Chance ist ein bescheidener Typ im Umgang mit seinem Publikum. Er wirkt dankbar – hey guys, my name is Chance The Rapper – und erst dann ein bisschen zufrieden. Das passt natürlich zu seiner Musik und seinem aktuellen Status, um den er sich nun wirklich keine Sorgen machen muss. Wer weiß schon, wo er morgen die gleiche Nummer abziehen wird, ist auch egal, weil heute ist heute und alles ist smooth. Alles sitzt, alles swingt, diese Stimme füllt das Roundhouse mindestens zweimal and then some.
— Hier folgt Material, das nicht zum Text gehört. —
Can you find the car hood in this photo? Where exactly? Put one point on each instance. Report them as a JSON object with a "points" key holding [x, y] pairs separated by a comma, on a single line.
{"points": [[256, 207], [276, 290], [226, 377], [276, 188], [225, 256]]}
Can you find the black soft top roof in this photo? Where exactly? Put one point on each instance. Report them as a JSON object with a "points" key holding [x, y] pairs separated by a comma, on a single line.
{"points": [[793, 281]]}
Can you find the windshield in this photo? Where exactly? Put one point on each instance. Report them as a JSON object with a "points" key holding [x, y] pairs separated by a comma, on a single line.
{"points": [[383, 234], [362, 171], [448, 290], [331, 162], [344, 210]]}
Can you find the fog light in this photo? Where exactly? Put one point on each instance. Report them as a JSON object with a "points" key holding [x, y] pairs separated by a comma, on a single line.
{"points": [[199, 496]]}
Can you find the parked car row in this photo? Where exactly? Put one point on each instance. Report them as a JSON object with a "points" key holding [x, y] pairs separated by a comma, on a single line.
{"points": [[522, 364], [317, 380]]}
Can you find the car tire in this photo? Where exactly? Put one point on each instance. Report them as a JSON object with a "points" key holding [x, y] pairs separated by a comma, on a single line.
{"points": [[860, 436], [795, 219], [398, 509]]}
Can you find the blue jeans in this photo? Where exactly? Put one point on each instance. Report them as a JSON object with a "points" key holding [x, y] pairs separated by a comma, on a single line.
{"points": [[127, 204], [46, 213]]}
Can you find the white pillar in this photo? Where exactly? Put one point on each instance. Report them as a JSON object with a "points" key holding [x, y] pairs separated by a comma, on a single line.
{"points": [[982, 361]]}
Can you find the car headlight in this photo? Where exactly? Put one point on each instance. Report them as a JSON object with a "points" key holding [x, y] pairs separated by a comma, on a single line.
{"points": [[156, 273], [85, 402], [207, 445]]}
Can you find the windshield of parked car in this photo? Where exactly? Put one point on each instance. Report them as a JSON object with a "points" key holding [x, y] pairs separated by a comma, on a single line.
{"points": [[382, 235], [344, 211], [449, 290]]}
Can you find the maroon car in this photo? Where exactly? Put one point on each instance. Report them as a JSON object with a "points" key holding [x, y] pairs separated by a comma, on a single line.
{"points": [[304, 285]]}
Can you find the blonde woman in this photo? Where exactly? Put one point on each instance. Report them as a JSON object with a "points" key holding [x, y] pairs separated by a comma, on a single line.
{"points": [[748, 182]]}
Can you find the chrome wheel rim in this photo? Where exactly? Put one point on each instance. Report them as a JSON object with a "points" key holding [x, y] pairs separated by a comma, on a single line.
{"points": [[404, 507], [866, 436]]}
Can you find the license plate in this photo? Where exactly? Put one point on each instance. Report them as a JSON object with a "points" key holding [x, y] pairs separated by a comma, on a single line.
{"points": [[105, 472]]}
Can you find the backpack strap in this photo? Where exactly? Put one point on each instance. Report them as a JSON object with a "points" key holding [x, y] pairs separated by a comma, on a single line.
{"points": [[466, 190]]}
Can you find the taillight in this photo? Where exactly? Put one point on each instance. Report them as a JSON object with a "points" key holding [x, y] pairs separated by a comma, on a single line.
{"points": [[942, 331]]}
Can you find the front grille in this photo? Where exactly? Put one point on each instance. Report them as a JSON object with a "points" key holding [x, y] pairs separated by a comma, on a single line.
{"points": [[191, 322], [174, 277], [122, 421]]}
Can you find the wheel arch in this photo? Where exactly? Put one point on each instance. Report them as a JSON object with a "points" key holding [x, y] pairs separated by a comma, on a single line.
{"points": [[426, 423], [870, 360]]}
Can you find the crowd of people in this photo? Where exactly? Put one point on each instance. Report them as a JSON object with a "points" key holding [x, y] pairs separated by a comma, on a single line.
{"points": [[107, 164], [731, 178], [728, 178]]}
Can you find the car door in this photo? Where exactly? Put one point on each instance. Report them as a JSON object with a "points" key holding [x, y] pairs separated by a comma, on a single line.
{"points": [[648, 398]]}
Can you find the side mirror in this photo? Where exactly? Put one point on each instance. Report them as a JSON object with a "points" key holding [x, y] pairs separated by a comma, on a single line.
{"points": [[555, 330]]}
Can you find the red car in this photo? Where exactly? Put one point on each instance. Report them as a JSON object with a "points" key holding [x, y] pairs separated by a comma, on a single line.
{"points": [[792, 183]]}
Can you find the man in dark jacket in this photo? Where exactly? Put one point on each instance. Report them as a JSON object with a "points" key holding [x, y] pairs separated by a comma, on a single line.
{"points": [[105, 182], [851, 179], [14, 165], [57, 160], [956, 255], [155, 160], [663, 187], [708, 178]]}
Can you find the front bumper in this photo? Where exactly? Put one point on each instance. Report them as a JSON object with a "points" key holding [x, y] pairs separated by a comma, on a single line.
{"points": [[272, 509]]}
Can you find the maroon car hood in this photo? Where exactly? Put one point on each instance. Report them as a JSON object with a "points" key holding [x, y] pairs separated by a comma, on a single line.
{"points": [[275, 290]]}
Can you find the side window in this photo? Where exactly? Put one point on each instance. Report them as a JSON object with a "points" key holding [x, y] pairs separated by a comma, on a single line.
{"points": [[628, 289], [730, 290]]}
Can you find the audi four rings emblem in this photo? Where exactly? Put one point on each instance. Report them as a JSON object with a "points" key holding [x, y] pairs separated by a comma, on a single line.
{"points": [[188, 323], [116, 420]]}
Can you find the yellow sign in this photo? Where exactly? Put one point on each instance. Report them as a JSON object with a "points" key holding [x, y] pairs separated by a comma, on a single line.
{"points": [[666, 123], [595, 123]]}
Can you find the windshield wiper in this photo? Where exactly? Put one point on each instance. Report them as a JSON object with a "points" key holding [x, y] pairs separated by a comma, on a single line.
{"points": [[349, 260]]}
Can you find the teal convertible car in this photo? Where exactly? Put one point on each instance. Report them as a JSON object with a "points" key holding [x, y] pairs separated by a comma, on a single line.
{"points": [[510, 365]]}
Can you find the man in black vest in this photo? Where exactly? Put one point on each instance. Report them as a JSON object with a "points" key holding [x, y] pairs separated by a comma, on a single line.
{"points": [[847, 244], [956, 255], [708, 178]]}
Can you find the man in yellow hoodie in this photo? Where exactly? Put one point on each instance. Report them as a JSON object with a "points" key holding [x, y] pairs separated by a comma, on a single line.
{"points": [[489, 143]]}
Es klingt knackig und butterweich zugleich. Und gen Ende, da nimmt Chance die Damen und Herren im Rang ins Visier, es sei doch toll, wenn auch von da oben mal ein bisschen ... vielen Dank.
So schnell der Zauber begonnen hat, ist er auch wieder vorbei. 60 Minuten: Schicht im Rap-Schacht. Das ist ok, ich mag kurze und knackige Gigs, es wirkt aber fast wie ein etwas zu kurz für den finalen magnum opus eines solchen Festivals. Natürlich dankt er Apple ebenso wie dem vermeintlichen Millionenpublikum, das das Konzert live am Rechner oder Smartphone verfolgt. Cue? Check. Gehört dazu in einer Zeit, in der solche Events eben nicht mehr einfach so stattfinden. Und dann ist alles over. Gerade mal 22.30 Uhr ist es, wer Chance The Rapper in London schaut, muss nicht mal die erst vor wenigen Wochen an den Start gebrachte night tube in Anspruch nehmen. So geht Entertainment. Alle happy, alle pünktlich im Bett.